Learning to Detect and Segment Objects in Images
- Author(s): Hallman, Sam Nathan;
- Advisor(s): Fowlkes, Charless C;
- et al.
Two foundational and long-standing problems in computer vision are to detect and segment objects in images. The former problem focuses on finding certain classes of objects (e.g., humans), while the latter problem is concerned with obtaining a complete, pixelwise labeling of the scene, such that the objects of interest comprise different segments in the final labeling. Despite the obvious similarity between these two problems, they have typically been approached using techniques that have little in common.
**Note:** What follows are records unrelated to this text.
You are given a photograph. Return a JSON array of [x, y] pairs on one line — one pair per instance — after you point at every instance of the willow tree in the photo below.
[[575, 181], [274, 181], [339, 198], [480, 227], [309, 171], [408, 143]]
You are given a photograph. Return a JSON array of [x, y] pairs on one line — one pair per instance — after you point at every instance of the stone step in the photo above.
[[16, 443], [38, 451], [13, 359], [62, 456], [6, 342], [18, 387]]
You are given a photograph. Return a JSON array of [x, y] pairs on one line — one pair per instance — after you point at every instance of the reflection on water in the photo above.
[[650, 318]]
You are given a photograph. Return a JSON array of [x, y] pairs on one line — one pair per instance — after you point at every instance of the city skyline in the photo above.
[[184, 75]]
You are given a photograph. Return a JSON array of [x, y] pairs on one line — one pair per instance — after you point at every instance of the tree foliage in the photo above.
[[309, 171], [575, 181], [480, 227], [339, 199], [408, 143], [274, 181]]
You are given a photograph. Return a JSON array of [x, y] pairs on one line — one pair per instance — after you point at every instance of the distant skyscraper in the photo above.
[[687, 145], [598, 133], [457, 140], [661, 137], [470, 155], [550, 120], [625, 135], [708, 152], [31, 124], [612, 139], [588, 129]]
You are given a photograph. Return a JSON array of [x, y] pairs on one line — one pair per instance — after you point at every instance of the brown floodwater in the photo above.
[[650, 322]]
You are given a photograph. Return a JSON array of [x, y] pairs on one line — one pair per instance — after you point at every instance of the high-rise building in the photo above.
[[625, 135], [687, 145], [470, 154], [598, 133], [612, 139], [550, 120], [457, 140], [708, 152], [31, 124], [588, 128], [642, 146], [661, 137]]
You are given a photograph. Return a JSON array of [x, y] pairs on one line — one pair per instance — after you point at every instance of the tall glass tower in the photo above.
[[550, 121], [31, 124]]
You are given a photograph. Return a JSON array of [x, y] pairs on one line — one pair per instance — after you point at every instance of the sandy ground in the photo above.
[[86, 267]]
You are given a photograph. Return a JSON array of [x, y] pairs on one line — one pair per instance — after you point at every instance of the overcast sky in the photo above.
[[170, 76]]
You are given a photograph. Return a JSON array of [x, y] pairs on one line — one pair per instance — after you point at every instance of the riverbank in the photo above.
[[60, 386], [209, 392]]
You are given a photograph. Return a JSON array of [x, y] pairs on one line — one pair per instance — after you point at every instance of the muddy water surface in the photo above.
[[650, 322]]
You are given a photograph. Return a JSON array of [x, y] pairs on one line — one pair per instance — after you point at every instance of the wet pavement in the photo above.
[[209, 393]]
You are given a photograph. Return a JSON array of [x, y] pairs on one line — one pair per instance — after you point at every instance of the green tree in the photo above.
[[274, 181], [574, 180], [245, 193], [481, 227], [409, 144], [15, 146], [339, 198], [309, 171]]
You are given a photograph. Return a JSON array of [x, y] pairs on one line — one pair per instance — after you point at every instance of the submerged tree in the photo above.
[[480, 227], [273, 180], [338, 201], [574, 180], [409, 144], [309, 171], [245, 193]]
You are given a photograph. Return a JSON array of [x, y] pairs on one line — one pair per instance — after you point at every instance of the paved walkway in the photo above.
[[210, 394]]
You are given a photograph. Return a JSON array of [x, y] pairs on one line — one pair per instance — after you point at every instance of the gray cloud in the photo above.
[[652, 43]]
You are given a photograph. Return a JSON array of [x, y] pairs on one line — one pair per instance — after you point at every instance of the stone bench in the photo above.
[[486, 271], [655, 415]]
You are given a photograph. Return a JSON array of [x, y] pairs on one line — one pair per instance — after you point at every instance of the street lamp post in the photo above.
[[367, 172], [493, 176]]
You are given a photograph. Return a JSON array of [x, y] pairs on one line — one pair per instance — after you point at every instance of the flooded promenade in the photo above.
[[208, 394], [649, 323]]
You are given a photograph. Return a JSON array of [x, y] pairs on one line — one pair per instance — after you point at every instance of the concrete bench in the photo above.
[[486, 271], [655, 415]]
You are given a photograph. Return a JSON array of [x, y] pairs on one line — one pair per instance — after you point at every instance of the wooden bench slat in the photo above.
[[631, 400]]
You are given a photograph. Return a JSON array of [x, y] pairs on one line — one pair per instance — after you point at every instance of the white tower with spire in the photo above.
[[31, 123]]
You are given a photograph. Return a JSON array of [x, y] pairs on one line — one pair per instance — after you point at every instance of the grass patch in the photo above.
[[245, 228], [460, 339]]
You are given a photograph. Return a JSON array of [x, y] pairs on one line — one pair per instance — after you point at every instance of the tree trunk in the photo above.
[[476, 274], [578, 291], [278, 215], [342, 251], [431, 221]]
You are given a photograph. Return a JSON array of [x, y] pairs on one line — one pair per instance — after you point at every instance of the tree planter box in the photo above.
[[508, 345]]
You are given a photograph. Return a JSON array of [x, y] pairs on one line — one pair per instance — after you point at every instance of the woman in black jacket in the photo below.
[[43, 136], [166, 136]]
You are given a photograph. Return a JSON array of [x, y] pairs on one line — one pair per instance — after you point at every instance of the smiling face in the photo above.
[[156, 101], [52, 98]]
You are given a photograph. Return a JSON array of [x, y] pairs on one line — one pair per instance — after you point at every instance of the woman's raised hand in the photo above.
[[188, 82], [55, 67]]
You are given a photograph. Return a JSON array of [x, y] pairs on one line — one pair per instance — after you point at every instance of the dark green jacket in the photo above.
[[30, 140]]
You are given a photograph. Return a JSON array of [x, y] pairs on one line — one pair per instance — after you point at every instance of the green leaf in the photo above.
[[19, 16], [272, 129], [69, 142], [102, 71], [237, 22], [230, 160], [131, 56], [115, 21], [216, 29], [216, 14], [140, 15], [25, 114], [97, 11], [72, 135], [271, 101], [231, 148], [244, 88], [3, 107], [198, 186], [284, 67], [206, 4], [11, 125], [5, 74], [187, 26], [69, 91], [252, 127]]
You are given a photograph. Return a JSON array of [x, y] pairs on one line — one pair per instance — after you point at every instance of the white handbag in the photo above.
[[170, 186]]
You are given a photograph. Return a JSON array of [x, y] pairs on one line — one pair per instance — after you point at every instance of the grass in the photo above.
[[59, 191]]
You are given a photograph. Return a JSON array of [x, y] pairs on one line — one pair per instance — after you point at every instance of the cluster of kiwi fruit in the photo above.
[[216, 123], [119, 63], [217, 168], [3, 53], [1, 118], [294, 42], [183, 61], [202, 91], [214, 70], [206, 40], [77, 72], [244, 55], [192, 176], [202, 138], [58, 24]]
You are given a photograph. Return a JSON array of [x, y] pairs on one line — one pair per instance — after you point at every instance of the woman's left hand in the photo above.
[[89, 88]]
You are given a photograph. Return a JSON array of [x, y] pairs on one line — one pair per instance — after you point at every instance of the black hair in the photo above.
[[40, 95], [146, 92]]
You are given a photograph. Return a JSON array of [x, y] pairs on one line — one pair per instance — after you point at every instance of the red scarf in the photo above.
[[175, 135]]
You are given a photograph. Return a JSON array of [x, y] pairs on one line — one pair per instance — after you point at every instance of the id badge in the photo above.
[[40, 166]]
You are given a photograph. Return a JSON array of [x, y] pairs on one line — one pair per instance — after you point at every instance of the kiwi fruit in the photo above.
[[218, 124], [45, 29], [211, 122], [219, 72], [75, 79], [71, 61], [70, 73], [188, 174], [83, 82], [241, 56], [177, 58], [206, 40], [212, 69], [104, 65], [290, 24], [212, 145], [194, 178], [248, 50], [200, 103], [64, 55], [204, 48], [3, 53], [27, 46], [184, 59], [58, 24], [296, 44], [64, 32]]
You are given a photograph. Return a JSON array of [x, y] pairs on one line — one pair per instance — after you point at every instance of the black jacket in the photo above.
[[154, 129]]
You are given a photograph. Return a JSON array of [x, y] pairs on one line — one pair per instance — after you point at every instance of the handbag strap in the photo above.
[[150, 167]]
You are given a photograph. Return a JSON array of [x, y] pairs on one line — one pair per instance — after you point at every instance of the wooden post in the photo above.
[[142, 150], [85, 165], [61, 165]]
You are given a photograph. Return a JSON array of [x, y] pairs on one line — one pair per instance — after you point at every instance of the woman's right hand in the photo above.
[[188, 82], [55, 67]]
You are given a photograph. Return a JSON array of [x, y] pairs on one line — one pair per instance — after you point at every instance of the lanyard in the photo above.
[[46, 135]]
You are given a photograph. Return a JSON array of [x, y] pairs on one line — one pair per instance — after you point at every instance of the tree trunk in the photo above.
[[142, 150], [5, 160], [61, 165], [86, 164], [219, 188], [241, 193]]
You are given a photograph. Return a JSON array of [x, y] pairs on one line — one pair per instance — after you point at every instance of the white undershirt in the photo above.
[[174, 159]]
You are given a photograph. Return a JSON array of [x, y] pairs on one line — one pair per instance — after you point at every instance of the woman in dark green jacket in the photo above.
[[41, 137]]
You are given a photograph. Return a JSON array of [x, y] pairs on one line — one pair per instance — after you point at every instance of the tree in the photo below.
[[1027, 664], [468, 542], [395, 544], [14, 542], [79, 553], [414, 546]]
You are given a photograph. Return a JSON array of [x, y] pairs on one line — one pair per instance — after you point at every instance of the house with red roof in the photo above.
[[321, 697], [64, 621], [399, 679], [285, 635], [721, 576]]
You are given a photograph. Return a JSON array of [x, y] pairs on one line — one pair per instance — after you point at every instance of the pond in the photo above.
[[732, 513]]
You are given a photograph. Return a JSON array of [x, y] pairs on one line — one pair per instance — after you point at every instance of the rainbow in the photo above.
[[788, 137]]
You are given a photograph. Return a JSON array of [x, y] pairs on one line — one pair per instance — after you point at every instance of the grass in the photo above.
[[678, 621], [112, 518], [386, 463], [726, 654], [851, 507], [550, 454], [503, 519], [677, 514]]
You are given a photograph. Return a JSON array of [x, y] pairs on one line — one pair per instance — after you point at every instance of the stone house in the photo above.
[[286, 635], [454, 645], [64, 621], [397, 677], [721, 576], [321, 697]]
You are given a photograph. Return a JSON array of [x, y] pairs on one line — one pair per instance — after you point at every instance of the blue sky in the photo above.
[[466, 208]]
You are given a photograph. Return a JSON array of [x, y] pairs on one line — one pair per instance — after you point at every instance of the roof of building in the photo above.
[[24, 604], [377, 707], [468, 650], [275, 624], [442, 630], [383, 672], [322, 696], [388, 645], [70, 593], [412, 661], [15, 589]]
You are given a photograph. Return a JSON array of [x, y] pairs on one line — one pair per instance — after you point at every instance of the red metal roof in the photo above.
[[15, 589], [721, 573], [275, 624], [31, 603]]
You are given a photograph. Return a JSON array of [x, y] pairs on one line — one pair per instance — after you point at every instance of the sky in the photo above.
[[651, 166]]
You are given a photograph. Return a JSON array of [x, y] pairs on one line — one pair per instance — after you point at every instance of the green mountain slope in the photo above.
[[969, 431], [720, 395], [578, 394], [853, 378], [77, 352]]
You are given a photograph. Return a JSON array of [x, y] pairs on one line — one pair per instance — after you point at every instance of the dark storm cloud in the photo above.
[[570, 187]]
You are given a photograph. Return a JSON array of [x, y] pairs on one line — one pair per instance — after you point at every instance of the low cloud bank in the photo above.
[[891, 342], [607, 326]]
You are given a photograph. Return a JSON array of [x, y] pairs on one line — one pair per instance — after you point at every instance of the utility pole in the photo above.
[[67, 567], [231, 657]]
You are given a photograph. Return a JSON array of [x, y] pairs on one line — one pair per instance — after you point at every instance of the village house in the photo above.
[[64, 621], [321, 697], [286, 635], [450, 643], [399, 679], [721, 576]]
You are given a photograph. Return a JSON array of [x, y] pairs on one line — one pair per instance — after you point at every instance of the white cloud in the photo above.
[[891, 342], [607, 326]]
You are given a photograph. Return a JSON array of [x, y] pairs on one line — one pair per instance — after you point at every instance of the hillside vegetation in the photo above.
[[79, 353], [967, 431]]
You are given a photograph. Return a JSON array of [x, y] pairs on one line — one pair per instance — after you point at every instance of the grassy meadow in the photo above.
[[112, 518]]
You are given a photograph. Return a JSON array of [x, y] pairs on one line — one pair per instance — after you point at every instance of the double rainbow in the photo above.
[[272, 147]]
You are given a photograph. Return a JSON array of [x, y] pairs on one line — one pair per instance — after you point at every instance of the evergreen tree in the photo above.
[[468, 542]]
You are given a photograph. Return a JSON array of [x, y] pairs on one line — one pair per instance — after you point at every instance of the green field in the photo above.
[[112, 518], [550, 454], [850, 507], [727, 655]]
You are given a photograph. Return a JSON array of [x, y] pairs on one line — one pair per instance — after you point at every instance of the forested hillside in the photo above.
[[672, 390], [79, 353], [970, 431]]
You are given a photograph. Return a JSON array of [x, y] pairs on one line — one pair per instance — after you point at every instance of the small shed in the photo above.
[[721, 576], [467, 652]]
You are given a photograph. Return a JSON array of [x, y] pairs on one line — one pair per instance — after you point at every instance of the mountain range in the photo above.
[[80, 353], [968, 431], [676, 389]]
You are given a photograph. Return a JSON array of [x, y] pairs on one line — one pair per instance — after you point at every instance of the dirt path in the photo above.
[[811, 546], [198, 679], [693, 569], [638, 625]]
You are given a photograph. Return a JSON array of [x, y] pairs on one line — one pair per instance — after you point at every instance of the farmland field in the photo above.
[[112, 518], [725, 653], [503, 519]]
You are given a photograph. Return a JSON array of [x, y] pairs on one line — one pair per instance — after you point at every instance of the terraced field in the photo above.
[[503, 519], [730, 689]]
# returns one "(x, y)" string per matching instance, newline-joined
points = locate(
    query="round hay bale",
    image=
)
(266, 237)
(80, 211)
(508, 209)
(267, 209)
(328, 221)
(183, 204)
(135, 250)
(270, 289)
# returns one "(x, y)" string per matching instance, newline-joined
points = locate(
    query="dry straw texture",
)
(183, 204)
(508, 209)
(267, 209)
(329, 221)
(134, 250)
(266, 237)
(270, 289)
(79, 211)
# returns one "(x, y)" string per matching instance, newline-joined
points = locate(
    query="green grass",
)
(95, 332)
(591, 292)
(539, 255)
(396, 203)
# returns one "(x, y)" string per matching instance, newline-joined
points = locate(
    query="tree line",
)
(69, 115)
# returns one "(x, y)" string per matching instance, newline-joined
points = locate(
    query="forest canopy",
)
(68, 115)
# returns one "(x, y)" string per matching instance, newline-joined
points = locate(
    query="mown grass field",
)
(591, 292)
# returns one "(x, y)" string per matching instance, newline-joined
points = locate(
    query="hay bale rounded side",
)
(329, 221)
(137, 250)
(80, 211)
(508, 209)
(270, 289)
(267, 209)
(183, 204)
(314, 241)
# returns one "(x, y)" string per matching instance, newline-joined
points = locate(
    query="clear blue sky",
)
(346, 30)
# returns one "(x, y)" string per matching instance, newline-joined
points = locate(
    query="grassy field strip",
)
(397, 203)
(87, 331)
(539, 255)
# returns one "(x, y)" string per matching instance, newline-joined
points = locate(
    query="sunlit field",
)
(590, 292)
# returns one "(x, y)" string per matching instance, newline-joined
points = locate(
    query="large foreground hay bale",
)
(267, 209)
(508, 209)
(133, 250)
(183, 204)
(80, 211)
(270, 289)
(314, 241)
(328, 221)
In the first half of this thesis, we do away with the artificial distinction between segmentation and detection, and demonstrate the utility of producing segmentations from object detections directly in a feed-forward manner. Because a successful segmentation algorithm must respect bottom-up grouping cues, we begin by introducing a trainable edge detector that advances the state of the art in boundary detection, yet is extremely fast to train. Then, to inject top-down knowledge from object models into the segmentation process, we introduce a simple probabilistic model that captures the shape, appearance and depth ordering of a collection of detections in an image. As an application of this general idea, we release software that detects and segments cell nuclei in 3D confocal microscopy images, using detections as seeds to the segmentation pipeline.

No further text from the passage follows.